Fischer's statement was duly reported in the deader pages of a few newspapers, but its political and strategic significance remains unexplored. Chess, after all, is an intellectual exercise, isn't it? What does this abstruse game have to do with the Cold War? Isn't it a good thing to meet with the Communists on neutral ground, over the chess board, or at the ballet, or in the Olympic Games, or at scientific conferences?
If we peek through the cranny Fischer has pried open, the answer is plain: this is not neutral ground. The chess board is for the Soviets merely one theater of cold war operations. In reality an international chess tournament offers the West a peculiar choice: learn to cheat, or learn to lose. And because, the West has nothing but its moral nature ultimately to defend in the total confrontation of the Cold War, it works against itself by adopting the tactics of the Communists, and only feeds them the stuff of their own propaganda by allowing them to continue to report victories. The West should follow Fischer's decision, and refuse to enter any tournaments in which the Communists will compete.
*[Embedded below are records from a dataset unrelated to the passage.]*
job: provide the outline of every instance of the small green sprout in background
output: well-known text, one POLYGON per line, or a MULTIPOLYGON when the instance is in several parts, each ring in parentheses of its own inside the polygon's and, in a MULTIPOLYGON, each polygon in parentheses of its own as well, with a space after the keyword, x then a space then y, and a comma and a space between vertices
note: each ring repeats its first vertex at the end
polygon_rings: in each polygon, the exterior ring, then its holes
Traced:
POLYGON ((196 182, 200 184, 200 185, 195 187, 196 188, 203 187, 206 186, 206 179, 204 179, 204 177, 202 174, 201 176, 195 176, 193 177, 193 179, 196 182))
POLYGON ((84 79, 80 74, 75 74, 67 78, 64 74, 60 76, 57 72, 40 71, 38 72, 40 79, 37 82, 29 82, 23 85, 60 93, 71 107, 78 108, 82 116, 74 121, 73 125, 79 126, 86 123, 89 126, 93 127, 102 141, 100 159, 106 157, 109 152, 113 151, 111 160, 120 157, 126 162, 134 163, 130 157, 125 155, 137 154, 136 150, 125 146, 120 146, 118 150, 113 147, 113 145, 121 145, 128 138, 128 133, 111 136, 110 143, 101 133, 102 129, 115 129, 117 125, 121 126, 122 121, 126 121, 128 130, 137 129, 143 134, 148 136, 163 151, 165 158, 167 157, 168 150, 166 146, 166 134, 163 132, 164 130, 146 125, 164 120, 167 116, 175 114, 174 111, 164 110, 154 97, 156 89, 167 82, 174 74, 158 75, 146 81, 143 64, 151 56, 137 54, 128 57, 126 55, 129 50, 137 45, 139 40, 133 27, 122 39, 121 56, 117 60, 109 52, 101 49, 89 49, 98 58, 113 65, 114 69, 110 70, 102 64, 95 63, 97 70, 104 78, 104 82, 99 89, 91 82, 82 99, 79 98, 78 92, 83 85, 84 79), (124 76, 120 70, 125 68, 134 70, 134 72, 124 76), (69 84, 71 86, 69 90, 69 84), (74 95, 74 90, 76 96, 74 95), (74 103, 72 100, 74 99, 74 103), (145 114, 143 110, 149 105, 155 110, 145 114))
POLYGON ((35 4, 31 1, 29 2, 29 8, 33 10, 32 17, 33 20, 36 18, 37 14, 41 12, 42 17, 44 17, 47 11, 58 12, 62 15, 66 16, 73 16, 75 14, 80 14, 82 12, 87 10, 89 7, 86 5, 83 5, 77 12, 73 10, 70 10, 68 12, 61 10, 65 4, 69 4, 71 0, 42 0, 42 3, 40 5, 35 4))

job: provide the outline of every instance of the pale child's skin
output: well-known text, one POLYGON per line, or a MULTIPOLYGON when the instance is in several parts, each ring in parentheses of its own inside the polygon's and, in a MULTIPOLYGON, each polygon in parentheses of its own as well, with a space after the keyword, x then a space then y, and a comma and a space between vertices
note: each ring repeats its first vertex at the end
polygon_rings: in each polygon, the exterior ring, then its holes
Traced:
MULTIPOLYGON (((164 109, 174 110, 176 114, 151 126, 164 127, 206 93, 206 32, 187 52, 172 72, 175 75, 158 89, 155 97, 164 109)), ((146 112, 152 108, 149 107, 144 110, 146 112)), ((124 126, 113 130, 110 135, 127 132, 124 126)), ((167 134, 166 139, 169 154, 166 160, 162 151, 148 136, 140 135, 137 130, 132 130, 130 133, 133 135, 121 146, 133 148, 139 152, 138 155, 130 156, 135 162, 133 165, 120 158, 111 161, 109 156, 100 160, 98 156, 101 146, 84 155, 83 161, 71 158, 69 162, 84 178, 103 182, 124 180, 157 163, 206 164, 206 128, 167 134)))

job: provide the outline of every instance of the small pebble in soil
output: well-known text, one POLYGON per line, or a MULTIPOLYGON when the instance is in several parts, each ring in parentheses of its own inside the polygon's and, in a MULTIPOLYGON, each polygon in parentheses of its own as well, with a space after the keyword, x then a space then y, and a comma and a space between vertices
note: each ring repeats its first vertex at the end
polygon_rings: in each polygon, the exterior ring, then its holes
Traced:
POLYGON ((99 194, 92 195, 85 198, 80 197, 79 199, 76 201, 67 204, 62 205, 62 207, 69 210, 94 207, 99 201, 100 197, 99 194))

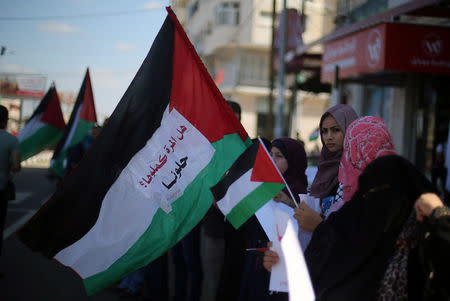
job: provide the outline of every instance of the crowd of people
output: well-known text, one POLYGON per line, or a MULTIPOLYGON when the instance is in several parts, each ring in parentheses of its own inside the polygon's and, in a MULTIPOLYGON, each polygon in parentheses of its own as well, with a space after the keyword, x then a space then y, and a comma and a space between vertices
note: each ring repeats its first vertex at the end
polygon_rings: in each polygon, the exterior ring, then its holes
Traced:
MULTIPOLYGON (((229 105, 240 119, 239 105, 229 105)), ((338 104, 322 115, 319 129, 323 146, 309 189, 303 144, 263 139, 292 192, 285 188, 274 201, 294 208, 298 226, 312 234, 304 257, 316 300, 450 300, 450 210, 436 186, 396 153, 381 118, 358 118, 338 104), (300 201, 306 193, 320 212, 300 201)), ((11 143, 0 149, 0 171, 11 168, 3 158, 17 150, 9 136, 2 139, 11 143)), ((2 204, 6 182, 0 173, 2 204)), ((268 289, 281 254, 245 251, 266 246, 271 242, 256 217, 236 230, 213 205, 169 252, 115 289, 123 298, 168 300, 172 262, 173 300, 288 300, 268 289)))
MULTIPOLYGON (((240 118, 239 106, 229 104, 240 118)), ((312 233, 304 256, 316 300, 450 300, 450 215, 435 185, 397 155, 381 118, 358 118, 338 104, 322 115, 319 128, 323 147, 309 189, 303 144, 263 139, 295 198, 285 188, 274 201, 294 208, 298 226, 312 233), (300 202, 305 193, 317 198, 320 212, 300 202)), ((266 246, 271 242, 255 216, 235 230, 211 206, 159 260, 167 264, 172 256, 174 300, 288 300, 268 289, 279 254, 245 252, 266 246)), ((152 264, 140 283, 154 279, 152 264)), ((135 296, 138 289, 125 285, 129 277, 119 287, 135 296)), ((161 287, 167 290, 167 283, 161 287)))

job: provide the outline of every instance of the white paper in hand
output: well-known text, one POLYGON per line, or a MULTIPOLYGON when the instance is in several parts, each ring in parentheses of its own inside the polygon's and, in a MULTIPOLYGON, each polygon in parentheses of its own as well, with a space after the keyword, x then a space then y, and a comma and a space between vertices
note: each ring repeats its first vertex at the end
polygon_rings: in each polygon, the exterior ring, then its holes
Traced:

But this lesson applies not only to competitive engagements but to the vaster field of cultural and diplomatic contacts. The socalled cultural exchanges are meaningless unless they rest on the assumption that the West and the Communists share certain common premises: which is false. Art in the West exists for itself; for the Communists it is a weapon. The West does not view any aspect of life as the Communists do: so there can be no chess played under the rules of the game, no true sporting events, no cultural exchanges, no Spirit of Camp David, no Spirit of Geneva, no disarmament agreement, no relaxation of tensions, no diplomacy. There is only struggle, for life or death, and this conclusion is implicit in the announcement by the young chess master. That may explain why our press, which speaks to a nation benumbed by the wish for coexistence, has ignored the lesson. Chess is not the only endeavor in which you can lose by overstepping the time limit.